Graduate School of Frontier Biosciences, Osaka University, Suita, Osaka, Japan.
PLoS One. 2013 Jul 23;8(7):e70091. doi: 10.1371/journal.pone.0070091. Print 2013.
Cerebellar cortical functions rely on precisely arranged cytoarchitectures composed of several distinct types of neurons and glias. Studies have indicated that cerebellar excitatory and inhibitory neurons have distinct spatial origins, the upper rhombic lip (uRL) and ventricular zone (VZ), respectively, and that different types of neurons have different birthdates. However, the spatiotemporal relationship between uRL/VZ progenitors and their final phenotype remains poorly understood due to technical limitations. To address this issue, we performed in utero electroporation (IUE) of fluorescent protein plasmids using mouse embryos to label uRL/VZ progenitors at specific developmental stages, and observed labeled cells at maturity. To overcome any potential dilution of the plasmids caused by progenitor division, we also utilized constructs that enable permanent labeling of cells. Cerebellar neurons and glias were labeled in a Golgi-like manner enabling ready identification of labeled cells. Five types of cerebellar neurons, namely Purkinje, Golgi, Lugaro and unipolar brush cells, large-diameter deep nuclei (DN) neurons, and DN astrocytes were labeled by conventional plasmids, whereas plasmids that enable permanent labeling additionally labeled stellate, basket, and granule cells as well as three types of glias. IUE allows us to label uRL/VZ progenitors at different developmental stages. We found that the five types of neurons and DN astrocytes were labeled in an IUE stage-dependent manner, while stellate, basket, granule cells and three types of glias were labeled regardless of the IUE stage. Thus, the results indicate the IUE is an efficient method to track the development of cerebellar cells from uRL/VZ progenitors facing the ventricular lumen. They also indicate that while the generation of the five types of neurons by uRL/VZ progenitors is regulated in a time-dependent manner, the progenitor pool retains multipotency throughout embryonic development.

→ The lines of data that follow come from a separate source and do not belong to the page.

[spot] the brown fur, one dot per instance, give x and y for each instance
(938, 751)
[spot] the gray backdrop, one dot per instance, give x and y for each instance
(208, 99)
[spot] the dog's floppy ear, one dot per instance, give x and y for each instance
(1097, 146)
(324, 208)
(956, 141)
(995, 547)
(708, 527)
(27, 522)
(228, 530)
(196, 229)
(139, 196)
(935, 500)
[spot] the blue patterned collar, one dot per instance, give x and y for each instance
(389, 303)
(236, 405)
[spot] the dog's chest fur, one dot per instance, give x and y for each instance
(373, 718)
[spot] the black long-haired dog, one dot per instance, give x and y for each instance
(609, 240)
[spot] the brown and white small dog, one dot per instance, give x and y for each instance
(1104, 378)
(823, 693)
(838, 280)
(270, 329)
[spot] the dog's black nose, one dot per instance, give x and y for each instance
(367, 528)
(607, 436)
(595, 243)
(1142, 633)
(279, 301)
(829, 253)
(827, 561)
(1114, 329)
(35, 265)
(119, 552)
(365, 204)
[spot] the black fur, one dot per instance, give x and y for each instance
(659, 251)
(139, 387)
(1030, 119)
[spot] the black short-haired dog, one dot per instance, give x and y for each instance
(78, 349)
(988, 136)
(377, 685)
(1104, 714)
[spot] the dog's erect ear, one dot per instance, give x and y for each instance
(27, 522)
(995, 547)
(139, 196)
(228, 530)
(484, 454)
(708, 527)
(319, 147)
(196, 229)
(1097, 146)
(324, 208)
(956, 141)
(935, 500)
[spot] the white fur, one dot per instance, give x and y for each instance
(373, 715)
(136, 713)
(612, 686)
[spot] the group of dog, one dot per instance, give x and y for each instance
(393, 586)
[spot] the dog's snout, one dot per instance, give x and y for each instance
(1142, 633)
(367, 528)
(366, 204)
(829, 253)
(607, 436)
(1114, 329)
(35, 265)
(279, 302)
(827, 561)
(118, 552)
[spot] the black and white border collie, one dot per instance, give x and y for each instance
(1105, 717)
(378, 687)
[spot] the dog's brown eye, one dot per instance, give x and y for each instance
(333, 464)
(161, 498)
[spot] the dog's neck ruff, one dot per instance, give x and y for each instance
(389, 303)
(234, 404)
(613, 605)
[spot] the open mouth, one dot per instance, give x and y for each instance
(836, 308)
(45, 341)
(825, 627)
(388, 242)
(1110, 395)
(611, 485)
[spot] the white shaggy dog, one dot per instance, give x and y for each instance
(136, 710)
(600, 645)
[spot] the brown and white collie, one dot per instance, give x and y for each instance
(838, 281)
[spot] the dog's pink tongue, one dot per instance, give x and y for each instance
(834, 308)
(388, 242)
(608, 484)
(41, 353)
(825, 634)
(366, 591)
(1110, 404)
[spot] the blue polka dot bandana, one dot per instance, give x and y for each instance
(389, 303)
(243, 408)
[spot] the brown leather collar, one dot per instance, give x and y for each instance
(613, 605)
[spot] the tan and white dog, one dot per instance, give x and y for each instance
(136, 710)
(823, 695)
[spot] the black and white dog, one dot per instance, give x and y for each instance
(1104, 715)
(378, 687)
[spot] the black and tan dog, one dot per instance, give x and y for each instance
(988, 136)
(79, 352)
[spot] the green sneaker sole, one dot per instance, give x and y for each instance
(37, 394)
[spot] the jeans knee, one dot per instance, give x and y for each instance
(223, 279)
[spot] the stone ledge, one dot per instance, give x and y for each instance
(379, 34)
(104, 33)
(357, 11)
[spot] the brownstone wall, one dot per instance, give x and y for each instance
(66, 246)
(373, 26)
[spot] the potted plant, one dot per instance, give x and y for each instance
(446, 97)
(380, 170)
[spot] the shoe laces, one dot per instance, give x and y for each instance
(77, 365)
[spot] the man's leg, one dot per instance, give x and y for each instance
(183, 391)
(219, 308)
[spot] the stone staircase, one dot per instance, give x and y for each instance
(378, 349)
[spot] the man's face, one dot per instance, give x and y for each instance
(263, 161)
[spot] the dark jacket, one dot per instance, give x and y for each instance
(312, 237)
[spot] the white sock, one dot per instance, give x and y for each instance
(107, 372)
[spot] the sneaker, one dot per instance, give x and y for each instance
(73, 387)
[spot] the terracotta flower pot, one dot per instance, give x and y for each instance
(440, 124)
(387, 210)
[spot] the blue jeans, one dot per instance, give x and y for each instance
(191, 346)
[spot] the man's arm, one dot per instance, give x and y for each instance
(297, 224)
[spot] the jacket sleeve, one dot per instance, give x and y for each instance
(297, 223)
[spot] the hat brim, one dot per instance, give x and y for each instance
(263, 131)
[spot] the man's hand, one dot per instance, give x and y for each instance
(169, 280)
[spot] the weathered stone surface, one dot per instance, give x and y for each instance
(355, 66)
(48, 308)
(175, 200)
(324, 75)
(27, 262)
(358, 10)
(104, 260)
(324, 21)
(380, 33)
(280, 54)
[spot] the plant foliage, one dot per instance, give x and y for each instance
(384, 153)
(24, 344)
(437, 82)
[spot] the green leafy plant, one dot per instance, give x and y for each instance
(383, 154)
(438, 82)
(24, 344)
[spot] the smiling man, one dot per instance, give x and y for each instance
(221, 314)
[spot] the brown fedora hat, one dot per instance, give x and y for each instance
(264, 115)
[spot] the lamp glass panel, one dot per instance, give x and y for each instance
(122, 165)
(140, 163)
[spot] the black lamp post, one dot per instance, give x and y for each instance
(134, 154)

小脑皮质功能依赖于精确排列的细胞结构,这些结构由几种不同类型的神经元和神经胶质组成。研究表明,小脑兴奋性和抑制性神经元具有不同的空间起源,分别为上菱形唇(uRL)和脑室区(VZ),并且不同类型的神经元具有不同的出生日期。然而,由于技术限制,uRL/VZ 祖细胞及其最终表型之间的时空关系仍不清楚。为了解决这个问题,我们使用小鼠胚胎进行了荧光蛋白质粒的子宫内电穿孔(IUE),以在特定的发育阶段标记 uRL/VZ 祖细胞,并在成熟时观察标记的细胞。为了克服祖细胞分裂引起的质粒潜在稀释问题,我们还利用了能够永久标记细胞的构建体。小脑神经元和神经胶质以类似于高尔基的方式标记,使标记细胞易于识别。五种类型的小脑神经元,即浦肯野、高尔基、Lugaro 和单极刷状细胞、大直径深部核(DN)神经元和 DN 星形胶质细胞被常规质粒标记,而能够永久标记的质粒还标记了星状、篮状和颗粒细胞以及三种类型的神经胶质。IUE 使我们能够在不同的发育阶段标记 uRL/VZ 祖细胞。我们发现,五种类型的神经元和 DN 星形胶质细胞的标记与 IUE 阶段有关,而星状、篮状、颗粒细胞和三种类型的神经胶质的标记与 IUE 阶段无关。因此,结果表明 IUE 是一种从面向脑室腔的 uRL/VZ 祖细胞追踪小脑细胞发育的有效方法。它们还表明,尽管 uRL/VZ 祖细胞产生的五种类型的神经元是时间依赖性的,但祖细胞池在整个胚胎发育过程中保持多能性。